The Executive Director of “We the People”, Ken Henshaw, a non-governmental organisation focused on ecological justice in the Niger Delta region, said after six decades of polluting the environment and putting the lives of the people at risk, oil companies planning to divest are fleeing accountability and justice.
Speaking on Friday in Uyo during a press conference, the group urged the Federal Government and Nigerians not to allow the oil companies to leave the country without cleaning up the environment and taking responsibility for the damage several years of oil exploration have caused in the region.
Henshaw stated that it would require more than 100 billion dollars to clean up oil communities in Nigeria affected by oil exploration and the clean-up process would take over 50 years.
“For occupied communities who have lost everything to oil extraction in the last 6 decades, what oil companies are doing is not divestment, but criminal flight, attempting to abdicate responsibility for several years of poisoning the environment and people of the Niger Delta. They must never be allowed to simply run off.
“The federal government should immediately place a moratorium on all oil company divestment in the Niger Delta, pending the ascertaining of issues of community concern,” he stated.

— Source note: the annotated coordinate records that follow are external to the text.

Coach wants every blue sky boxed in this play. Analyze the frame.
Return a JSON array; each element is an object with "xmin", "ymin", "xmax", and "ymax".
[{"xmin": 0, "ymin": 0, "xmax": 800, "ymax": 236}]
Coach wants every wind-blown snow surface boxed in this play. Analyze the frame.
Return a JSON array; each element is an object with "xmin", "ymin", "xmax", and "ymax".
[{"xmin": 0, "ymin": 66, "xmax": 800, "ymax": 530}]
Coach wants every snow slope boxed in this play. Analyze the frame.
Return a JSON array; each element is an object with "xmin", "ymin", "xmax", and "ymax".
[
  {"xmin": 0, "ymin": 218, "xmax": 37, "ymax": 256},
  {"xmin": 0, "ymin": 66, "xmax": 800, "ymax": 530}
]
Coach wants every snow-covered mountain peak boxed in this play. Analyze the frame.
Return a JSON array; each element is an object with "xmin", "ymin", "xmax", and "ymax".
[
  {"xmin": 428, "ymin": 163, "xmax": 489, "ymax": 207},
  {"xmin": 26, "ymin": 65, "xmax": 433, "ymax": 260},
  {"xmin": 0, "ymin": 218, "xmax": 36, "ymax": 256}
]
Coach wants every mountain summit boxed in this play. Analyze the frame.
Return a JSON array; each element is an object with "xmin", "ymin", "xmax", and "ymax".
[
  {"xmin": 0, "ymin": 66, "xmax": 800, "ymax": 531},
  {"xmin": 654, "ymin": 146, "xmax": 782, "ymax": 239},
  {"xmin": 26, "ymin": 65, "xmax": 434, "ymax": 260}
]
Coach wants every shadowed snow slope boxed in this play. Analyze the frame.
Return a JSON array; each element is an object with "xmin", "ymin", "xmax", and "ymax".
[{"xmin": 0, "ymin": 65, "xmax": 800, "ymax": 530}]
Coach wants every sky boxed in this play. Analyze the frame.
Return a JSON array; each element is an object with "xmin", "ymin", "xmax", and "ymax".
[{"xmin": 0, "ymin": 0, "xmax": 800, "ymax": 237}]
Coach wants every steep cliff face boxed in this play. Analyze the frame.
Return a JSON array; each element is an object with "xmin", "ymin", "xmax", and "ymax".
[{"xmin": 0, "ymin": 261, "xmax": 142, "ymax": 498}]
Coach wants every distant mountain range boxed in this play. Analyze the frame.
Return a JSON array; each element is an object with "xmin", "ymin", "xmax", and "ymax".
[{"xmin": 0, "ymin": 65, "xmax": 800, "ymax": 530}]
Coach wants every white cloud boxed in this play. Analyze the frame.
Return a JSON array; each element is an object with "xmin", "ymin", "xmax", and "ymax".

The group called on the FG to produce a framework for how such oil companies would disengage from the Niger Delta region, saying the guidelines should be developed by a multi-stakeholder group including communities and civil society organisations.
He mentioned that the divestment framework should contain a scientifically developed post-hydrocarbon impact assessment report establishing the exact ecological and livelihood impacts of oil extraction, and a health audit of people close to the extraction sites among other things.
“The FG needs to immediately produce a framework and guide for how oil companies disengage from areas where they have operated. This guide should be developed by a multi-stakeholder group including communities and civil society organizations.
“The divestment framework must contain the following requirement for oil companies: a scientifically developed post-hydrocarbon impact assessment report that establishes the exact ecological and livelihood impacts of oil extraction.
“A health audit of people located in close proximity to extraction sites, and others exposed to oil contamination and gas flaring. This audit will aim at unravelling the negative health impacts of exposure to hydrocarbons.
“A detailed plan and costing for remediating the ecological, livelihood and health impacts of extraction; and the establishment of independent frameworks for remediating all identified impacts,” he stated.